I never recommended to use the rule in this case. I just think that 17 fish in a 29g tank is getting pretty close to pushing it, so why get to the that point? For all we know, since it hasn't been asked, his 4 Cories are Emerald Greens which get pretty large. Outdated as it may be, in most cases it keeps tanks understocked if it is done like it is supposed to be with considering adult sized fish. For someone that may not have much experience, understocked is a good thing. Gives wiggle room for potential problem. And it doesn't work for things like Angels, Discus, Goldies, etc..

I wasn't trying to oppose anyone else's rec, just giving my opinion.


----------



## NeonShark666 (Dec 13, 2010)

An inch per gallon is only a rough guide. For smaller fish like you have a better guide is one fish per gallon. Make sure there is plenty of filtration and aeriation and they should do fine. Lots of plants tends to reduce the impact of crowding.


----------



## snail (Aug 6, 2010)

On the whole I think adding 3 fish of such a small bioload probably wouldn't change things too much but you can't go wrong by keeping a tank under stocked. Couldn't put in better than jrman 


jrman83 said:


> For someone that may not have much experience, understocked is a good thing.


----------



## RonB (Nov 7, 2011)

It's has nothing to do with not much experience I just have been out of this hoby for quite a wile.
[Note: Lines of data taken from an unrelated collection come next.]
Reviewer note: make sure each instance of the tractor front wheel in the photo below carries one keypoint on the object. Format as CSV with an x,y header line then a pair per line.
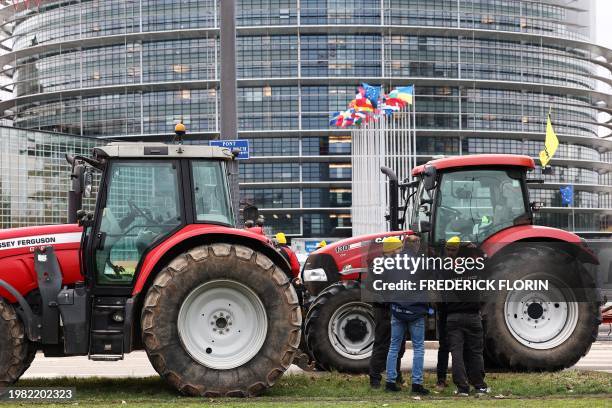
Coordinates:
x,y
339,329
221,320
534,330
16,351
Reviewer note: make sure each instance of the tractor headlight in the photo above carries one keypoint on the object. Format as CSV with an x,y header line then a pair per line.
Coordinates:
x,y
314,275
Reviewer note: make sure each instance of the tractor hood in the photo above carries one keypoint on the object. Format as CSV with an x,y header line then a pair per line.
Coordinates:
x,y
342,260
16,240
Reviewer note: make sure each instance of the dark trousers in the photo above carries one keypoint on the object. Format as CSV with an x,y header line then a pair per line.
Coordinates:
x,y
443,349
382,339
465,340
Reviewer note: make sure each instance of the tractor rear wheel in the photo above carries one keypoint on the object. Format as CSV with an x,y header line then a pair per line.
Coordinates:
x,y
339,329
16,351
541,330
221,320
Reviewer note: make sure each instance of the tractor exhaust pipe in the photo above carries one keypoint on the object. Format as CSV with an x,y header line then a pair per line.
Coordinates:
x,y
75,194
393,216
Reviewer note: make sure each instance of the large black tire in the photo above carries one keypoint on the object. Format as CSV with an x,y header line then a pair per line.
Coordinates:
x,y
16,351
221,262
502,347
360,327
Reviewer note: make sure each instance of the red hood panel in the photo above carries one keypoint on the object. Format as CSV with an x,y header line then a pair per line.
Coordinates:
x,y
17,259
38,230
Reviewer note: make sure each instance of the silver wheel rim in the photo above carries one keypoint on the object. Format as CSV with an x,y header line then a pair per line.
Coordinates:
x,y
222,324
346,344
539,320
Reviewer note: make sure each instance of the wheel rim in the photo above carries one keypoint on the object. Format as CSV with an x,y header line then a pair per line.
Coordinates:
x,y
539,320
222,324
351,330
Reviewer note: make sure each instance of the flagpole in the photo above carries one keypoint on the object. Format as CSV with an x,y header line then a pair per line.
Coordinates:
x,y
414,125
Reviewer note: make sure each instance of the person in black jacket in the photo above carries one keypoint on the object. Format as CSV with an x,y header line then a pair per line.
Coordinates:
x,y
382,329
465,337
408,316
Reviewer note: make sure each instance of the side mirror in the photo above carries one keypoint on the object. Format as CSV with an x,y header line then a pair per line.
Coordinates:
x,y
429,177
424,226
87,183
536,205
250,213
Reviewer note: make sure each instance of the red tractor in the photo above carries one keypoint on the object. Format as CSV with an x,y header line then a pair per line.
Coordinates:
x,y
483,199
159,266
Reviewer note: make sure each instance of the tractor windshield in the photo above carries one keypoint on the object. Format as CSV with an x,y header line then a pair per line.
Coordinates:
x,y
212,201
475,204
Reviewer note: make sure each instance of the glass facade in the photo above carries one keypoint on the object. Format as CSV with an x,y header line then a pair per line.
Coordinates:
x,y
486,73
35,176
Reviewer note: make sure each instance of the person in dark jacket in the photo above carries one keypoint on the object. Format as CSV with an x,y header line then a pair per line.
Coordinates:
x,y
408,317
465,338
288,254
451,249
382,329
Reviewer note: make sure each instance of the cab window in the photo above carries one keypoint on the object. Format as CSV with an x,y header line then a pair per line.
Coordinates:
x,y
211,192
474,205
142,206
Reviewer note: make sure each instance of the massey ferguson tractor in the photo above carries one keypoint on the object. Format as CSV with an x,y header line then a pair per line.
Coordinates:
x,y
159,266
483,200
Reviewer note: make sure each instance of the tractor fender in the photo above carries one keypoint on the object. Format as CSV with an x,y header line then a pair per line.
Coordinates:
x,y
575,245
200,234
31,322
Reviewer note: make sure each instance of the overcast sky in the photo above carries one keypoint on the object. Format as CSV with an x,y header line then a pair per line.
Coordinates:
x,y
604,23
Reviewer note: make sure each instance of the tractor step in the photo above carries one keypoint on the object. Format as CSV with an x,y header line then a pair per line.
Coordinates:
x,y
106,357
107,329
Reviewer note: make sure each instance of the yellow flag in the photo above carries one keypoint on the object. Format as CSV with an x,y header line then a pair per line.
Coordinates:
x,y
550,144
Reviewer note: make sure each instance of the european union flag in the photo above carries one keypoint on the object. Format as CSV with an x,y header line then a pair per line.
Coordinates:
x,y
567,196
372,93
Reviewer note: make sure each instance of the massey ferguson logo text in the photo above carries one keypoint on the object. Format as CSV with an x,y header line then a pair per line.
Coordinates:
x,y
27,242
40,240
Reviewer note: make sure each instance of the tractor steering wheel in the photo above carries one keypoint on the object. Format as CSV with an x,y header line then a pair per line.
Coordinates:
x,y
134,208
456,213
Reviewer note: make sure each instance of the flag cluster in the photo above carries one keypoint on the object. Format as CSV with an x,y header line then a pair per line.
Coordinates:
x,y
550,144
371,103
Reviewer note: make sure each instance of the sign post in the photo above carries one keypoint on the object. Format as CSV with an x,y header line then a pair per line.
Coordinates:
x,y
240,144
228,106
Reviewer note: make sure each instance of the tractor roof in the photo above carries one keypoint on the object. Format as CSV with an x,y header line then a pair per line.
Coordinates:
x,y
475,160
161,151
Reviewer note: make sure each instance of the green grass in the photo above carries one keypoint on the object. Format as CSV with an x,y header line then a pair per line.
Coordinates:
x,y
563,389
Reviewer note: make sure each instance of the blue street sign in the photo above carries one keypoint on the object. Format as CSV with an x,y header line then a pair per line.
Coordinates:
x,y
310,246
241,144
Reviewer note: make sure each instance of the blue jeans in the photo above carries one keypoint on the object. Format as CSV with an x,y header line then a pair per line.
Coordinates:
x,y
398,335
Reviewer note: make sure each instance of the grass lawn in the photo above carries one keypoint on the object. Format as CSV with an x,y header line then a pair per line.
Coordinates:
x,y
563,389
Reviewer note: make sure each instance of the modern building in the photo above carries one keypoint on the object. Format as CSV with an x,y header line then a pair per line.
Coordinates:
x,y
35,176
486,74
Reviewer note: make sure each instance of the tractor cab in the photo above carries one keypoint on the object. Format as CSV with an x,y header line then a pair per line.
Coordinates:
x,y
148,191
471,197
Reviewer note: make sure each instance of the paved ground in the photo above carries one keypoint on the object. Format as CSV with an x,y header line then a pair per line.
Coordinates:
x,y
137,364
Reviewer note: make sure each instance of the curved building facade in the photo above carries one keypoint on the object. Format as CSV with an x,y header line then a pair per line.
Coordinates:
x,y
35,176
486,74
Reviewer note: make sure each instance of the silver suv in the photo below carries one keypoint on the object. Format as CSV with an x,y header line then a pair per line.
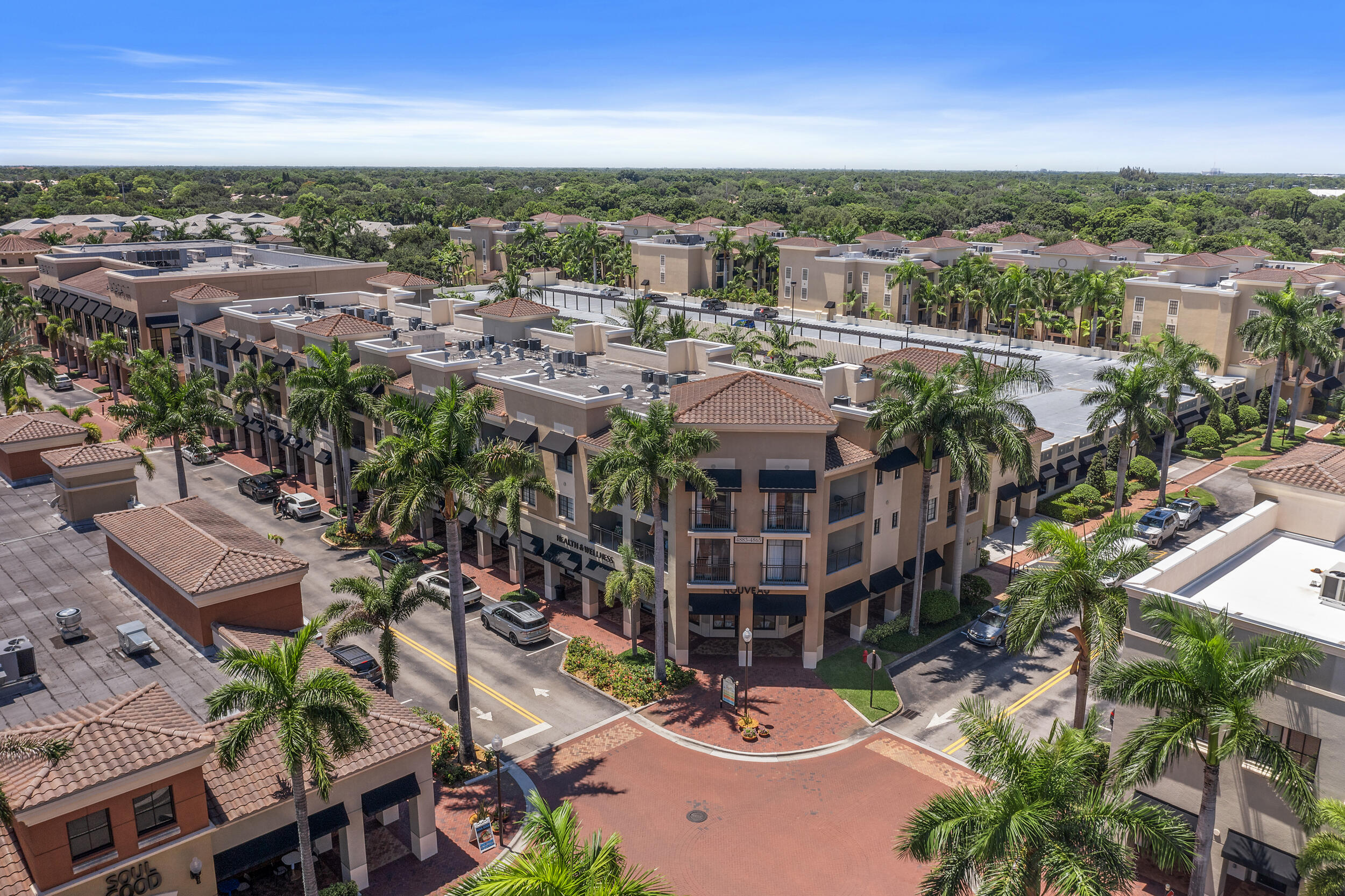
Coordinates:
x,y
518,622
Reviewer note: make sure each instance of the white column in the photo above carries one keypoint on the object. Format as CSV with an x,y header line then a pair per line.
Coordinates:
x,y
424,835
354,865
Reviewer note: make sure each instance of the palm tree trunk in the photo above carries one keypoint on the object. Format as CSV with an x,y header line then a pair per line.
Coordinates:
x,y
182,468
916,586
1204,832
306,843
454,541
961,536
1274,403
660,621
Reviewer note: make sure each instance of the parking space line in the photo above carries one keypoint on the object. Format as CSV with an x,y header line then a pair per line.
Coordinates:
x,y
451,667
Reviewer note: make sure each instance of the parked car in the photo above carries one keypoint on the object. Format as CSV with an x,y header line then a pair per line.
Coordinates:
x,y
300,506
260,487
1156,527
518,622
359,661
439,584
1188,511
989,629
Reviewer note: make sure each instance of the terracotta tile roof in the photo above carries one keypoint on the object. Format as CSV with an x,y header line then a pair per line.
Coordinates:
x,y
400,279
1273,275
93,282
1246,252
1075,248
14,243
929,360
749,397
806,243
202,291
1314,466
81,455
335,326
1201,260
517,307
197,546
216,326
843,452
109,739
44,424
939,243
253,786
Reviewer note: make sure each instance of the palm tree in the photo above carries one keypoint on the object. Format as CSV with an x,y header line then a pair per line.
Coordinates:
x,y
1079,581
326,393
253,384
930,411
513,470
1044,821
1204,698
431,463
103,350
630,587
557,860
999,424
1126,397
167,409
378,607
315,719
1322,859
1282,331
1176,362
646,459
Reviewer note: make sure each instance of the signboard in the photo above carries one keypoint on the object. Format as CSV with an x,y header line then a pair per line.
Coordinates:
x,y
730,693
483,835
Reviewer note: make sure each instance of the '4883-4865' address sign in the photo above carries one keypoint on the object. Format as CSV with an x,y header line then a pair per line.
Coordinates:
x,y
133,881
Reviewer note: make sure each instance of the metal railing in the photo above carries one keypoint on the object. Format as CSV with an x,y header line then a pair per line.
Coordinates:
x,y
720,518
709,571
784,521
844,508
845,557
784,573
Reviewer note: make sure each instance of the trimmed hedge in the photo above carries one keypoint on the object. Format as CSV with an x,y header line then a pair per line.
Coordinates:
x,y
630,681
938,606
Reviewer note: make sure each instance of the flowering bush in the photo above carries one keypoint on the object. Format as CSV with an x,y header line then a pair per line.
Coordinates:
x,y
630,681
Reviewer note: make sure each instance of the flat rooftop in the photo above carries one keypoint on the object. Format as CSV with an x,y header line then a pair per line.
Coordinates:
x,y
46,565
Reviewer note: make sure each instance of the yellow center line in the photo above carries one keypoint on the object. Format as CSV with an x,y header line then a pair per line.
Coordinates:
x,y
451,667
1027,699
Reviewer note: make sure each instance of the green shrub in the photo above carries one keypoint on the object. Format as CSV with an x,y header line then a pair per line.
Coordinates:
x,y
1203,438
876,634
1144,470
630,681
938,606
974,587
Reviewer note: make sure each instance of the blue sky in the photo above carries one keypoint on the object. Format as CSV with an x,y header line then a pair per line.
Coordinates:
x,y
1174,87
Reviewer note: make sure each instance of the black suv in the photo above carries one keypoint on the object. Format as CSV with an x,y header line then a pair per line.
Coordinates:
x,y
259,487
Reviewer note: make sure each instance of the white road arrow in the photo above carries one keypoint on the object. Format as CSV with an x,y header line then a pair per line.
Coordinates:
x,y
940,720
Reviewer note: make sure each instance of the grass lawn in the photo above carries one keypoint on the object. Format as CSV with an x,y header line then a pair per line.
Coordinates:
x,y
846,674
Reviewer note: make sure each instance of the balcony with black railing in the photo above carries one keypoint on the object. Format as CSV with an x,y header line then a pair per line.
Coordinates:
x,y
711,571
845,508
784,521
784,573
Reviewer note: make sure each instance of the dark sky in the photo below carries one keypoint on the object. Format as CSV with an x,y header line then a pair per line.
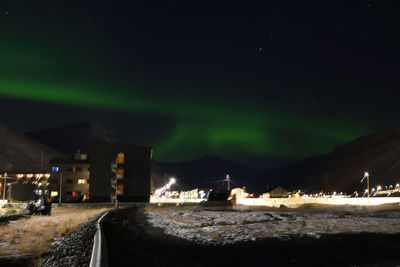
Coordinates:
x,y
261,83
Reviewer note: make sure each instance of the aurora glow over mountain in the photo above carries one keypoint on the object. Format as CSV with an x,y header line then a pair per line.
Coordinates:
x,y
200,80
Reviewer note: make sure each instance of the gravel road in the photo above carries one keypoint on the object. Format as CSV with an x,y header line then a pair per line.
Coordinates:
x,y
74,249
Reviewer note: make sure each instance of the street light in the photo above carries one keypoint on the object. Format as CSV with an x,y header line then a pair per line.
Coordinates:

I understand the value of beeing understocked as the last few years of this hoby were in saltwater. My biggets problem is not following my first instict. My first thought was to get a 55 gal that the 29 gal was a little to small. And I started out with 5 Serpae's and added 3 as I thought they were really cool and needed a bigger schol. Just need to follaw my first thoughts.


----------